Holger Dyroff, director of sales with distributor SuSE Linux AG, says the very openness of open source makes it easy for an individual or a company to check if there's any concern over potential intellectual-property violations.
But the system isn't foolproof, and Torvalds doesn't want open-source developers doing intellectual-property legwork. "It is not engineers who should look up patents, it is patent lawyers," he wrote via E-mail in response to a question. "Having engineers try to look up patents only taints them and opens them up for willful infringement." Torvalds wrote that lawyers employed by the development lab's member companies should be the ones to watch for any problems.
A degree of uncertainty is inevitable with open-source software, says Stuart Meyer, a partner in the intellectual-property and litigation groups at law firm Fenwick & West LLP. But open-source developers could reduce uncertainty by being more "cognizant" of patent and intellectual-property issues and reviewing their work to ensure that it doesn't violate someone else's rights. "Some people are being ostriches and not doing this review," he says. "Others are working on it extensively." At the same time that open-source developers are being forced to ponder those issues, companies using open-source products may be reassessing their legal exposure. The implicit warning to Linux users when SCO recently offered to "hold harmless" companies that sign its Unix license--the terms have yet to be disclosed--is that businesses that don't sign are considered liable. In addition to code copying, SCO says some derivative works, contributed by IBM and others, violate its license agreements. IBM has denied any wrongdoing.
While software contracts sometimes include indemnification clauses that shield customers from potential legal action, such clauses are uncommon with Linux. That, too, must change, say some observers. "Indemnification should not be limited to a particular operating system or software environment," Yankee Group analyst Laura DiDio says.

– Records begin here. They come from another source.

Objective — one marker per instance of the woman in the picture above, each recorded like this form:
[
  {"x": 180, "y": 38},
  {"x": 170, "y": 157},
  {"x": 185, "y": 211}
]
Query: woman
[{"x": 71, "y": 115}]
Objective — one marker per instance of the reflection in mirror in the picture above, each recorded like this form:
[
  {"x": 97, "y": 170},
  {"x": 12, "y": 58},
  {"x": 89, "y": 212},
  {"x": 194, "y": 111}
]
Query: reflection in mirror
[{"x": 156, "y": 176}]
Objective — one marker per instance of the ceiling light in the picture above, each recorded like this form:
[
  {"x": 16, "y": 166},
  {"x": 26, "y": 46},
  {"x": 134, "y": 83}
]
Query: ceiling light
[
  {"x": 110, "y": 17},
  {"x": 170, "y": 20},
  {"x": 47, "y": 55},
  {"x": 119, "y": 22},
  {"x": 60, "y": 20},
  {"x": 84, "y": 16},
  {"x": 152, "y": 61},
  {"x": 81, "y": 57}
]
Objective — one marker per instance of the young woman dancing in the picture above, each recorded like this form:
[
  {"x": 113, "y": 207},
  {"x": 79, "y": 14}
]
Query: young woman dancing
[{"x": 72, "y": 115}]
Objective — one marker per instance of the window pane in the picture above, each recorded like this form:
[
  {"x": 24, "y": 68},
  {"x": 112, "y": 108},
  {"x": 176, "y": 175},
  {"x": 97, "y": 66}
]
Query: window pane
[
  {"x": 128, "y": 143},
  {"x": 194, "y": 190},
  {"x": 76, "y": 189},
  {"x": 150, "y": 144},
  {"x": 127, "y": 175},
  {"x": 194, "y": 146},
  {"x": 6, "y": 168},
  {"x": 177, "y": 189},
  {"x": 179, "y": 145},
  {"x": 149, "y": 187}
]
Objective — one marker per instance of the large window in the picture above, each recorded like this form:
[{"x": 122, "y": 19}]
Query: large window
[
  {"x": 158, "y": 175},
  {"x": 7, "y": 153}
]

Roger Gariepy, chief technologist and architect with Air Products and Chemicals Inc., which is testing a Linux cluster, calls legal protection "a significant item for the open-source community to try to figure out."
Some potential problems do get screened before they surface in business environments. Red Hat stopped shipping an MP3 decoder with its operating system last year because of patent concerns. And commercial software companies aren't immune to intellectual-property claims--Microsoft last week forked over $26 million in licensing fees to settle a patent suit by Immersion Corp.

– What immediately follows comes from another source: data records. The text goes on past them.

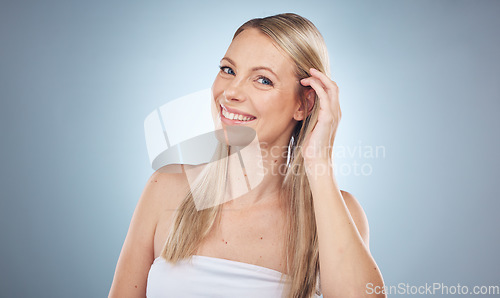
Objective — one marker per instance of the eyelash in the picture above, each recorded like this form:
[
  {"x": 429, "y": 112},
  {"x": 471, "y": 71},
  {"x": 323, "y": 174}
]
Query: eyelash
[{"x": 222, "y": 68}]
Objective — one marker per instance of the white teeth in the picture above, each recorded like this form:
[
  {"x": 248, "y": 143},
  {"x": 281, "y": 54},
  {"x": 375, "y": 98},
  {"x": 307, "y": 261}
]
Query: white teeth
[{"x": 235, "y": 116}]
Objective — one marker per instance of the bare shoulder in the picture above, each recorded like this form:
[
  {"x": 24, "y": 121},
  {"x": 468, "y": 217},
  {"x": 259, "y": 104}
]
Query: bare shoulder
[
  {"x": 165, "y": 190},
  {"x": 137, "y": 254},
  {"x": 358, "y": 215}
]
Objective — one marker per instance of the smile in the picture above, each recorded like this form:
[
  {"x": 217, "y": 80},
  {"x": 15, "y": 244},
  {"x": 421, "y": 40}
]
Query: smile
[{"x": 237, "y": 118}]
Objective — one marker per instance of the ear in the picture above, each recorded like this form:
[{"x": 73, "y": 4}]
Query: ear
[{"x": 309, "y": 95}]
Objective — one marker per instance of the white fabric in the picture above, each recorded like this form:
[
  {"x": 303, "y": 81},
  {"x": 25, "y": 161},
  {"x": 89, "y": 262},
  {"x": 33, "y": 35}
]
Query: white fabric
[{"x": 204, "y": 276}]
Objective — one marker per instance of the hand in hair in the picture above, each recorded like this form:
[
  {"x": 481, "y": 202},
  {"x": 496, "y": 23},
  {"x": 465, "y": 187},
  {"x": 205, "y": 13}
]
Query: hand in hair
[{"x": 319, "y": 144}]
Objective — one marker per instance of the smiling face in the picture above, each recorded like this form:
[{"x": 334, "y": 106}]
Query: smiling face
[{"x": 257, "y": 87}]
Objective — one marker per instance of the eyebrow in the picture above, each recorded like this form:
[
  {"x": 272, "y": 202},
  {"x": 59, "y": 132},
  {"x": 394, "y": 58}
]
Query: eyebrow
[{"x": 253, "y": 69}]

New tools could help prevent code from being illegally copied. For example, digital-rights-management technology might be applied to software-development processes, says Microsoft senior VP Eric Rudder. "There are probably some very interesting things for us to think about in how developers protect models, chunks of code, or specs," he says.
But before change comes to the open-source process, more participants will have to be convinced it's needed. "The open-source model doesn't have to change for corporate users," argues Scott McNeil, executive director of the Free Standards Group, a nonprofit organization that develops standards for the Linux operating system.
If anything, business-technology managers accustomed to dealing with commercial software companies need to adjust their thinking, says Mike Balma, HP's Linux business strategist. "Linux has different risks than a proprietary environment," Balma says. "If a company isn't willing to accept the risks, they have different options."
That includes paying SCO for its Unix license. Privately held agribusiness J.R. Simplot runs a combination of Linux and Windows operating systems on HP ProLiant servers in its data center. "If there winds up being some decree, and we have to pay $1,000 a pop for our Linux licenses, we'd pay it," says J.R. Simplot technology analyst Tony Adams. Linux is "worth something to us."